If those old labour intensive businesses were to be relocated back in the US, and the same applies to Brexit Britain, they would not only be grossly uncompetitive with their foreign equivalents in China and so on, but they would take advantage of Trump's protectionism to raise their own prices, the consequence of that would be that US workers would see a large rise in their cost of living, as has happened with workers in Brexit Britain, and as workers in Germany found when the German government, under pressure from NATO, boycotted cheap Russian energy supplies. As I have set out before, in current conditions of labour shortages, which would grow more acute in the US, if all these labour intensive industries did return, workers would be likely to demand higher wages to compensate, which would cut US profits. The Federal Reserve would then increase liquidity, to further devalue the Dollar and enable US firms to raise prices to protect their paper profits, which means that its economy would enter a period of spiralling inflation led by rising prices, followed by rising wages. It would create conditions, if allowed to continue, like those in Weimar Germany in the 1920's.
But, Blue Labour's proposals to pursue such a course, is even more idiotic, given the tiny size of the UK economy. The other objection to Trump's proposals to bring back those industries, and US jobs, is that, the only way in which those industries could return would be if they did so on the basis of the latest technology, use of AI and so on. But, on that basis, the idea that it would result in workers jobs returning to the US is a delusion. The work would be done by AI driven robots, with only a handful of workers being required. The US could potentially do that, because the size of the US market, especially if it incorporates Canada and Mexico within it, is large enough to justify production on such a scale, which, in turn, is required to justify that degree of new technology and investment. But Britain, outside the EU, has no such large domestic market, and so no basis for such large-scale, technologically driven production.
The reality hit, again, at the end of last week, when, having imposed his 150% tariffs on Chinese exports to the US, he found that the consequence was going to be that Chinese imports of things like Apple iPhones, 90% of which are made in China, of personal computers, and other electronic goods, including computer chips, would cease, because, with that level of tariff there would be no buyers for them in the US. Wal-Mart gets around 60% of the stuff on its shelves from China. Around 60% of the computer chips imported to the US come from China. So, the reality that all of these Chinese products would quickly not be available, was recognised, even by the moronic Trump, or more likely by someone with a brain with the ability to get it over to him, as being catastrophic. So like all of his previous capitulations, Trump had to give exemptions to all of these Chinese electronic products from his tariffs, just as, faced with catastrophe for US farmers as they faced the loss of Canadian imports of fertiliser, he had to give an exemption for that too.

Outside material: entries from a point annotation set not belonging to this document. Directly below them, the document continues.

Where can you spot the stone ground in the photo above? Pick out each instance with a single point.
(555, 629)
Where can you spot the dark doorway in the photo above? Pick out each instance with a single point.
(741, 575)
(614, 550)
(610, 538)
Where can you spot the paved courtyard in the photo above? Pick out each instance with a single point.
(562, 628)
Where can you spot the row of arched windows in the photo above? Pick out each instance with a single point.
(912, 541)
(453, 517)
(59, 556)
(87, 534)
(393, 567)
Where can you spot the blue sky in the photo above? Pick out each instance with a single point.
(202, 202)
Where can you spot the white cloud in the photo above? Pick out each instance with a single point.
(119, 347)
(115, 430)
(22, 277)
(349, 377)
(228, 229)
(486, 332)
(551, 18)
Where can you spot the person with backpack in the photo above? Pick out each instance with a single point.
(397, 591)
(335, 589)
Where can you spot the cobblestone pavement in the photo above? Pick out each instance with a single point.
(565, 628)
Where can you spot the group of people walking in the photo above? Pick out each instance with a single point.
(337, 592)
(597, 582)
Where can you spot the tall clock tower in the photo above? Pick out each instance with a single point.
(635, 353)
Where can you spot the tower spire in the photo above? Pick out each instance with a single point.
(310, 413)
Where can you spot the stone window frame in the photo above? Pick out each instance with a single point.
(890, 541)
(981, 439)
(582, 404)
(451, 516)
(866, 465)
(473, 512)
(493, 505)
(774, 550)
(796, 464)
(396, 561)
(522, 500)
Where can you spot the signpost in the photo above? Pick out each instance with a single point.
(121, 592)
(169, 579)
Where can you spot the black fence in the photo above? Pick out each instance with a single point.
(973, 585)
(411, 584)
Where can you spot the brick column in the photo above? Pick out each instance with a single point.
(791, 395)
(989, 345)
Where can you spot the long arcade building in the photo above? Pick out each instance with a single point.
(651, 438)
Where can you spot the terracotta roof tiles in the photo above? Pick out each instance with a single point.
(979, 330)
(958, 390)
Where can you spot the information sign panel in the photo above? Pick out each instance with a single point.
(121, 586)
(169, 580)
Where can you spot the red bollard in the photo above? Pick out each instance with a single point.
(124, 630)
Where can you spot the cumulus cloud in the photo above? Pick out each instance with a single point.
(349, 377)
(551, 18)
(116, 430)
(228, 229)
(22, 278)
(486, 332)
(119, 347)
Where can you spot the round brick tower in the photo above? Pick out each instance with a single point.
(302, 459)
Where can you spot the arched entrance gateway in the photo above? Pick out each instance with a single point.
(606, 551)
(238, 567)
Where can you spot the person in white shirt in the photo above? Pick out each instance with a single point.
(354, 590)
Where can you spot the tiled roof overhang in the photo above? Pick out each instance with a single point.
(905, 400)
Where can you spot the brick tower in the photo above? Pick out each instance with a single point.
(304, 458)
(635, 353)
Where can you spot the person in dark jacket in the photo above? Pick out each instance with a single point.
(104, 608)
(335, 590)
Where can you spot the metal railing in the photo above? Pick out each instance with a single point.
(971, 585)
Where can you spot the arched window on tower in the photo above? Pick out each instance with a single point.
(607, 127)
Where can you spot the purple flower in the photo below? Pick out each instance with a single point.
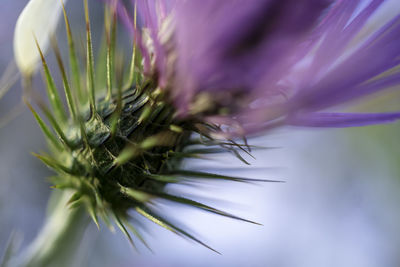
(255, 64)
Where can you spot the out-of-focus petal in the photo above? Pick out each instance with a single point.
(38, 19)
(231, 45)
(342, 119)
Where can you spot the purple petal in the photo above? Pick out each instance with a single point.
(231, 45)
(341, 119)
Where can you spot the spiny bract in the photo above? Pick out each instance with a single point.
(118, 152)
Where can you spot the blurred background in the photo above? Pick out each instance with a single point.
(339, 205)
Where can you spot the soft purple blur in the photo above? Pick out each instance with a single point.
(270, 62)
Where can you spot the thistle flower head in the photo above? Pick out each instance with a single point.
(120, 142)
(203, 69)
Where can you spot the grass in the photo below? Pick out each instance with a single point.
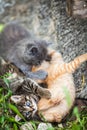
(7, 121)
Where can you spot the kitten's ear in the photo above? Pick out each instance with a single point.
(17, 99)
(34, 50)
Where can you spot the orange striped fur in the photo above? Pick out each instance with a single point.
(60, 84)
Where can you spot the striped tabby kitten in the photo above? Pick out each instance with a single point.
(60, 84)
(26, 92)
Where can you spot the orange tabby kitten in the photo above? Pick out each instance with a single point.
(60, 84)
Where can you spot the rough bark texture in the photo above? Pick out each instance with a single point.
(48, 20)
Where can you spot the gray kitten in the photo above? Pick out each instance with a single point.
(18, 47)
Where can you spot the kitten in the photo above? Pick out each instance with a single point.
(26, 92)
(19, 47)
(61, 85)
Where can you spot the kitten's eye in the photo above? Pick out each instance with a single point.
(28, 103)
(34, 50)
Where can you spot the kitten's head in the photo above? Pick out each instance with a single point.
(27, 105)
(35, 52)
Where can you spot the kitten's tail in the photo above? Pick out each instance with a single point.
(72, 66)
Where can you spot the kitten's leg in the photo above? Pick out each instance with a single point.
(26, 69)
(31, 86)
(44, 104)
(57, 112)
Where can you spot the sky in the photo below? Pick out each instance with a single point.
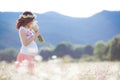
(73, 8)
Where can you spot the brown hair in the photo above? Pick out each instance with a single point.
(23, 21)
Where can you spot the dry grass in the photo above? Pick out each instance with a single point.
(58, 70)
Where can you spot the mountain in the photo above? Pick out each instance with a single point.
(56, 28)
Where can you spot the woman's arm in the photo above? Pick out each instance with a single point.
(24, 37)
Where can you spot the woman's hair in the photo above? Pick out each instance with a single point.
(24, 19)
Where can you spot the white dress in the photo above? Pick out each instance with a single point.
(32, 47)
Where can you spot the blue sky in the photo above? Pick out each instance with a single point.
(73, 8)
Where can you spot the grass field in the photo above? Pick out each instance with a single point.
(59, 70)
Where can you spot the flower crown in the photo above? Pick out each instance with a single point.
(27, 16)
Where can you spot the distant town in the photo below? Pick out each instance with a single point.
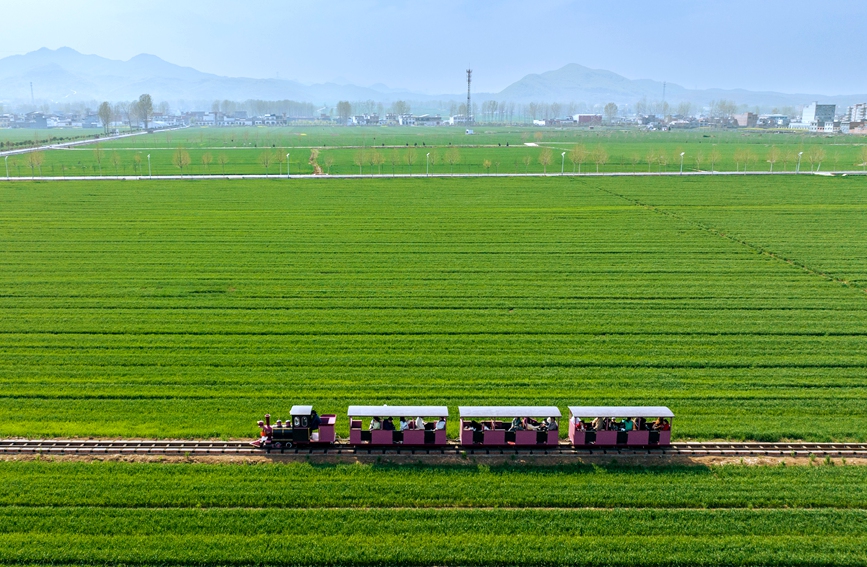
(814, 117)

On the news of those exemptions, the markets rose again, but, as Trump hates it to be pointed out that he does not have a clue what he is doing, and that he has again capitulated, he soon returned to say that the exemptions were only temporary and that, he would be back with their return in the near future, at which point, the markets will have to accept reality once more, meaning that they will crater once again. Of course, it is now being suggested that, the Trump regime is guilty of stock market front-running, and insider trading, with huge amounts being gained by insiders buying shares just before his previous announcement about the pause on tariffs, and subsequent surge in share prices. Undoubtedly there is justification in such views, as Trump's regime is characterised by such rent-seeking, and personal corruption, on an even greater scale than seen under Biden, or with the examples of freebies and so on with politicians in Brexit Britain.
The answer to all of that is for workers themselves to have control of their collective property, rather than shareholders, and to use the profits they create by their labour to invest in real capital accumulation, and not to line the pockets of parasitic shareholders, and the corrupt politicians that represent them. But, to do that, we need a real revolutionary socialist workers party, at the very least to change those unjust laws that deny workers that control over their property, and at best to overthrow the whole rotten capitalist system.